Temptation: As we grow up

Helen Chao

We’ve all reached for the red apple. The serpent slumbers, coiled in the shadowy recesses of consciousness. For every tentative step we take towards the apple, he slithers forward, ravenous and ready to prey on conscience in glaring daylight. The serpent hisses. Conscience falters, temptation strikes and pluck. The apple lies in our hands. The swear word uttered, the lie vocalized and the order disobeyed, as the serpent, satisfied, turns tail.

A good day’s work.

According to psychologist Dr. Sara Hyatt, we utter our first lies at 4 to 5 years old, plucking that first apple from the tree: often with an emotional motivation.
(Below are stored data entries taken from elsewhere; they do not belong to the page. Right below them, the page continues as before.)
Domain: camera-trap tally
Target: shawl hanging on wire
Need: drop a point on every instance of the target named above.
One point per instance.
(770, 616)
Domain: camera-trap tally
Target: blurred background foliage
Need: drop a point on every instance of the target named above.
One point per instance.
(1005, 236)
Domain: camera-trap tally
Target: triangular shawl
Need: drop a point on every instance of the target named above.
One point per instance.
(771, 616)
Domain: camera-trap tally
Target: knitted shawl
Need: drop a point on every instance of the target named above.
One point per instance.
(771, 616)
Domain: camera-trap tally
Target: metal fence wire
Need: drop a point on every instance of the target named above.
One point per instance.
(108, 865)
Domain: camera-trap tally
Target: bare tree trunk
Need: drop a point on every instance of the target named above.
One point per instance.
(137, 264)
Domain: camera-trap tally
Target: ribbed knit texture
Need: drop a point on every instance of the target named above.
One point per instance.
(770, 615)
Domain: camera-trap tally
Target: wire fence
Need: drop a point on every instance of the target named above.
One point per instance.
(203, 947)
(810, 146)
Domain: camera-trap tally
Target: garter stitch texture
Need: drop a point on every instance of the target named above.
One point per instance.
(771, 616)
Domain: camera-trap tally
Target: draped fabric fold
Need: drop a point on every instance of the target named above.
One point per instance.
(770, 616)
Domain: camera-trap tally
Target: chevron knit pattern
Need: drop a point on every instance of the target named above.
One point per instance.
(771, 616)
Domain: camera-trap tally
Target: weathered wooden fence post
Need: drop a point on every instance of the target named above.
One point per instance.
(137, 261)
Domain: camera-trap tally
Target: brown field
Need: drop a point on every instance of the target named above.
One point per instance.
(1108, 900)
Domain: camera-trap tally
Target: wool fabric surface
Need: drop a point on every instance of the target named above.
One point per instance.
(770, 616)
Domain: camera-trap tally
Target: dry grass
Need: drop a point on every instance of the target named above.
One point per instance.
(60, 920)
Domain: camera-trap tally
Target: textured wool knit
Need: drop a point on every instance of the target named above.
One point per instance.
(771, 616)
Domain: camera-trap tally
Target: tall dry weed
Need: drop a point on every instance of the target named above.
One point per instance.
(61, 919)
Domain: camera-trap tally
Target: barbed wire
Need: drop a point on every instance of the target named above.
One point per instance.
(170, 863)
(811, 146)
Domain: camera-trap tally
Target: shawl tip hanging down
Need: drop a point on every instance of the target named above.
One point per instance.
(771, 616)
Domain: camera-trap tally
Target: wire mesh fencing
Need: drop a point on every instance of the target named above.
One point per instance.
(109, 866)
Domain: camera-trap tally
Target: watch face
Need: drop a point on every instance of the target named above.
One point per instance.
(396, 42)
“It’s because there’s a perception [for children] that if they tell the truth, it won’t be okay,” Hyatt said. “They’ll [think] they’ll be punished, they’ll be made to feel bad, they’ll be told they’re wrong or that was stupid of you to do that.”  

Children desire a certain outcome from their lies, often twisting the truth to avoid their parent’s temper or a potential punishment. Come teenage years, however, the apples we pluck are heavier, of blatant disobedience and rebellion against our parents, the figures we previously admired for advice and approval.

“[There] is a time of slowly moving away from our parents,” Hyatt said. “When kids do things that seem like it’s more like intentionally rebellious or just being oppositional, they’re expressing the fact that they want to be different, they are different, but they’re moving towards that.”

However, Hyatt emphasizes that this rebellious nature is a transitional period of growth, with children learning to express themselves and develop a responsibility for their own decisions, be they honorable or dishonorable. Gravitating toward the latter, from lying to spare someone’s feelings or stumbling on an adult website, we have all sinned in some manner and to some degree. But, perhaps, sins aren’t meticulously plotted. They may be a momentary lapse — a cave-in to temptation.